Last updated : 20 October 2021 By Jamie Smith @JamieSmithSport

With almost a quarter of the season played, the Premier League table is starting to take shape. Chelsea being top and Norwich City bottom will not surprise many football fans at all but eyebrows will be raised to see Leeds United, managed by Marcelo Bielsa, sitting only a single place above the drop zone.

It has been a tricky start to the campaign for Bielsa’s side, with six points on the board. They have only won once, beating fellow strugglers Watford in their most recent home game. But Saturday’s defeat at previously winless Southampton darkened the mood again at Elland Road. So what’s gone wrong with a Leeds team that finished ninth in the table last season?

Second season syndrome

Promoted teams often find it harder on their second season in the Premier League.

Leeds United were a breath of fresh air last term, with most managers having no answer to Bielsa’s unique way of asking his team to play. The Whites were free-scoring, with their haul of 62 goals more than Chelsea managed in fourth, though they were leaky at the back due to their style.

This season has been different.
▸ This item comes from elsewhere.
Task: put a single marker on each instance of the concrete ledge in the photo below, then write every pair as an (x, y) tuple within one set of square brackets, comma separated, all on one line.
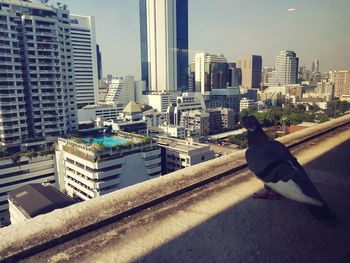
[(52, 227)]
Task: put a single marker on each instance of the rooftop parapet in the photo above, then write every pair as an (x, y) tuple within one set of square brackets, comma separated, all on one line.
[(48, 230)]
Leeds have only scored seven times in their eight games to date. But they are still conceding a lot, letting in on average more than two goals each match.

Bielsa’s teams almost always run out of steam eventually. The sheer amount of work he asks his players to get through often catches up with them in their legs. Leeds did not do enough in the transfer market to improve the manager’s squad options from a position of strength either.
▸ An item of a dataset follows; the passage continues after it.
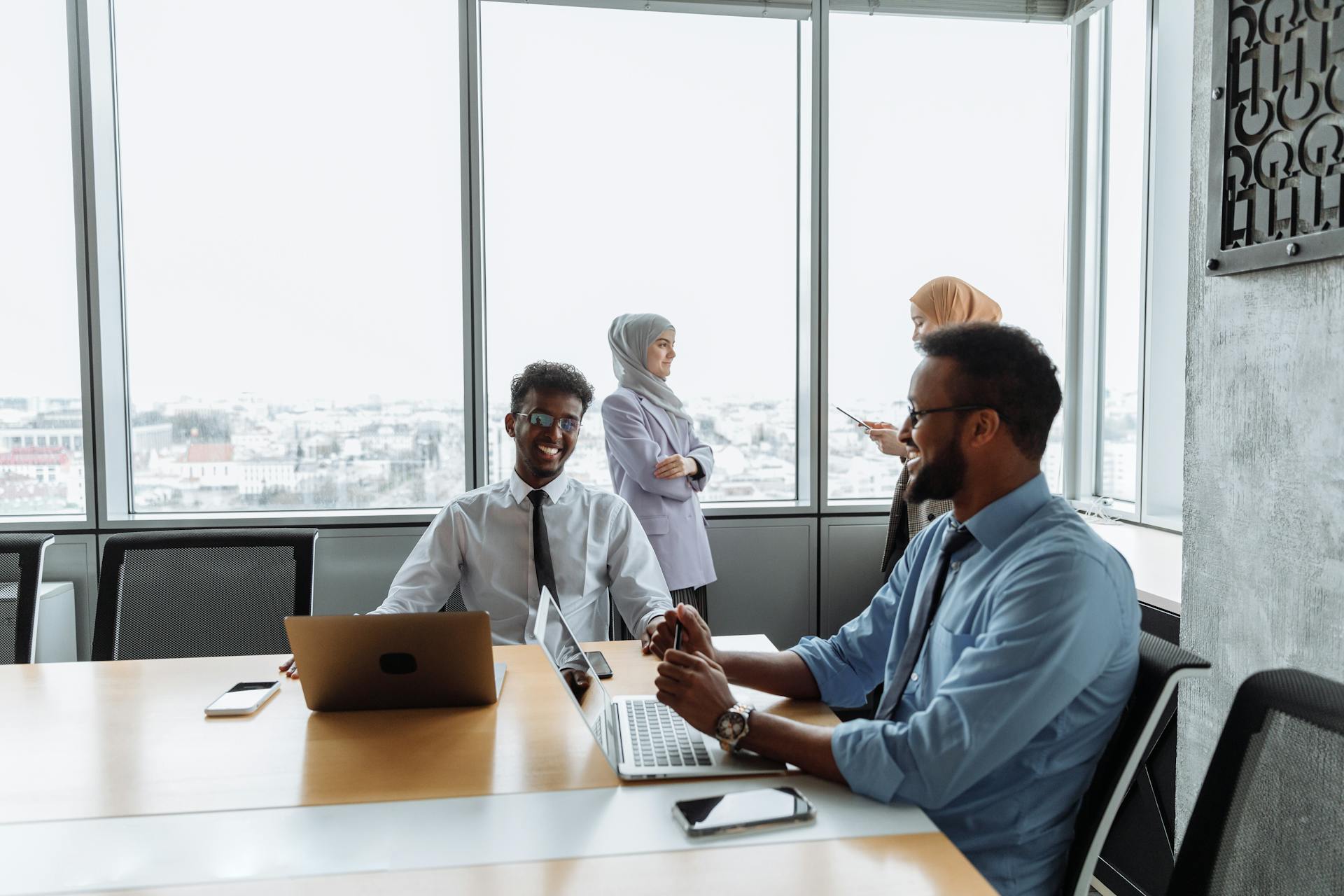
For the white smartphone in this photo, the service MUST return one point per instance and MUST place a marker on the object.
(743, 812)
(242, 699)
While retaining star names such as Kalvin Phillips, Raphinha and Illan Meslier was welcome, Dan James and Junior Firpo were the only notable new faces that arrived in the summer.


Over-reliance on Phillips

There remains an over-reliance on Phillips, with Leeds United left rudderless without their key man.

Phillips, who has sometimes looked leggy after a gruelling summer with England at Euro 2020, was missing for the weekend trip to Southampton as Leeds slipped to another tame defeat.
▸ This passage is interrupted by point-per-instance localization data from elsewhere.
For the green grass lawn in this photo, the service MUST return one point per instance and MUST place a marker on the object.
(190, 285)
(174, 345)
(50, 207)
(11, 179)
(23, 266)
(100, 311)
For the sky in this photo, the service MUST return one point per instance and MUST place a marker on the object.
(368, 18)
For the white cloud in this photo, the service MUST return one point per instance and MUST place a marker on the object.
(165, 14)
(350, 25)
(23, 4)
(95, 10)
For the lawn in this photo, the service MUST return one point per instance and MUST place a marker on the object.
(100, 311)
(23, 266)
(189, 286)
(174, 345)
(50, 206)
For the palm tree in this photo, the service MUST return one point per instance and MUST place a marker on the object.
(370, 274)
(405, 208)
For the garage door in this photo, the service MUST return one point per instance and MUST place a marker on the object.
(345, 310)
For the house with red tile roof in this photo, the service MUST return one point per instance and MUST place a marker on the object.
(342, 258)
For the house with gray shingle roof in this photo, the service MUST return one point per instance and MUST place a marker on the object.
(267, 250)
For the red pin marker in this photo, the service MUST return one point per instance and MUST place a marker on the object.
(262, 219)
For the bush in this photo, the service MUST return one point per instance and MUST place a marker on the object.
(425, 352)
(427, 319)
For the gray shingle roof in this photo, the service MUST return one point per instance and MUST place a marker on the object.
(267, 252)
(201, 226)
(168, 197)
That means they have now lost nine of the 11 matches Phillips has missed since the start of last season, taking only six points from a possible 33 when he is absent. There is no real deputy for Phillips available to Bielsa, mirroring a lack of squad depth at Leeds.

Bielsa prefers to work with a small group of trusted players, but that causes issues whenever one of his most important players like Phillips is missing.


Bamford out of form

Bamford was considered to be an outside shot to go to the Euros after thriving last term.

The striker hit an impressive 17 Premier League goals, one better than he managed the previous season in the Championship. Having long been criticised for not being clinical enough in front of goal, Bamford seemed to have resolved those long standing issues with his game.

But this campaign has been a different story. Bamford, restricted to five starts by injury, has only found the net once – and there was a stroke of luck about his equaliser in a 1-1 draw at Burnley.

Like Phillips, Bamford was not available for the Saints game. Worryingly, Bielsa was reluctant to offer a timescale for his return from an ankle problem he sustained around a month ago.

Leeds United need their main man back and firing if they are to move clear of relegation danger. Nobody other than Raphinha has scored more than once for them in the league this season.


Injury issues mounting

Phillips and Bamford are not the only vital players to have missed time for Leeds United of late.

They have particularly struggled to cope with absences at the back, perhaps explaining why they have conceded 15 goals so far. Robin Koch and Luke Ayling are among those to have been stuck on the sidelines, along with summer signing Firpo. That is three members of Leeds’ strongest back line, a list of injuries most teams in the league would find difficult to cope with.

Indeed, for some games Leeds have been without around half of their expected starters. Their bench is often filled with academy talents who have very little Premier League experience.

Leeds are not actually much worse off than last year anyway, suggesting it is too early to be hitting the panic button. At this stage in the 2020-21 season, they had already put 10 points on the board but had just suffered a heavy defeat at the hands of Crystal Palace.

Fans will retain unwavering faith in Bielsa and when they get key players like Phillips back on the pitch and Bamford back in the goals, Leeds United should start to move back up the league table.